For a short period of time earlier this decade all marques were represented under the umbrella of the Formula One Teams' Association, with the common primary goal of trying to reduce costs.
But unable to agree on what became known as the 'resource restriction agreement', Red Bull and Ferrari pulled out of FOTA, followed by Toro Rosso and Sauber, leaving seven member teams at present.
With new engine regulations due to come into force from next season as F1 switches from 2.4-litre V8s to 1.6-litre turbo-charged power units, costs are currently spiralling out of control.
The lack of unanimity among teams has hamstrung efforts to keep a lid on spending and F1 supremo Bernie Ecclestone and Donald Mackenzie, co-founder of F1's majority shareholder CVC Capital Partners, both recently stated it is the teams' fault that the sport is so expensive.
In response to those comments, Whitmarsh, who is also chief executive of McLaren Racing, told Press Association Sport: "They have a point. The teams have to live in the commercial reality of the monies available.
"At the moment teams haven't controlled their costs enough, which is a never-ending project.
"Most healthy businesses are trying to control costs and maximise revenue, and in my view we're not doing a good enough job with both of those things.
"Any team not making a profit is spending too much money, which is a fundamental business error and not very sustainable.
"We can certainly do a better job if we work together rather than lobbing bricks at each other, which is sometimes what we end up doing.

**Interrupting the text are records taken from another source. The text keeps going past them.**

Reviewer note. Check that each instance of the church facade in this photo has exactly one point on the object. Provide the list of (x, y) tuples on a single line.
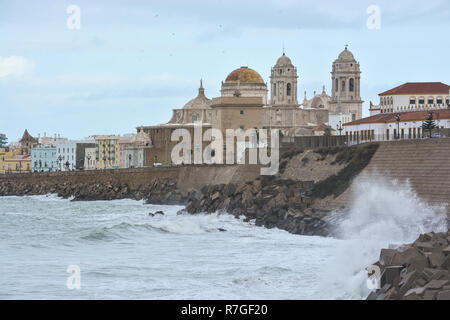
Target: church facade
[(244, 104)]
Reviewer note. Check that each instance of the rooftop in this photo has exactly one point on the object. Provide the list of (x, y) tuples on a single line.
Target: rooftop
[(418, 88), (404, 116)]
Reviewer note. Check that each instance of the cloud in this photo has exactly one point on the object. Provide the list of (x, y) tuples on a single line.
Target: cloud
[(15, 66)]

"Undoubtedly we could work better together and say 'right, how do we make it even better than this?'
"So rather than talk about how it is spiralling down, how do we go out there and make this a dynamic and even more successful sport?

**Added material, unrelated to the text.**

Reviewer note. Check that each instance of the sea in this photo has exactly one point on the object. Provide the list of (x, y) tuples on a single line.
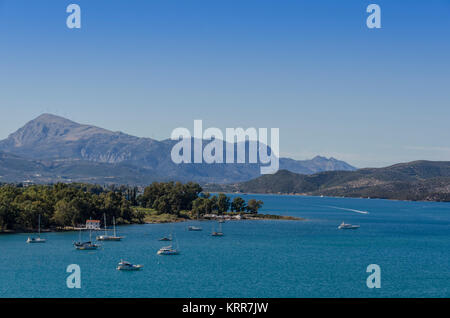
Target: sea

"As I say, we're not actively working together, and that's a shame."
Whitmarsh feels there are enough positives to guarantee continued long-term success for F1 rather than the constant scepticism surrounding the financial difficulties being faced by the teams.
"We have this culture in F1 where we're pretty good at being negative and we home in on the deficiencies," he added.
"If we're honest about it, and you stand back, there are positives.
"Primarily we've a fantastic sport which has huge potential. Bernie has done a fantastic job over the years to commercialise Formula One.
"We put on a great show, audiences are good, we're moving to relevant technologies, there are new sponsors coming in after what has been a difficult time, so the future looks more positive in that regard.
"There is a lot of good work being done, but we all know if we work together - with all the other partners in Formula One - we can make it even more successful.
"We're a multi-billion dollar entertainment business that needs to go out there and work harder."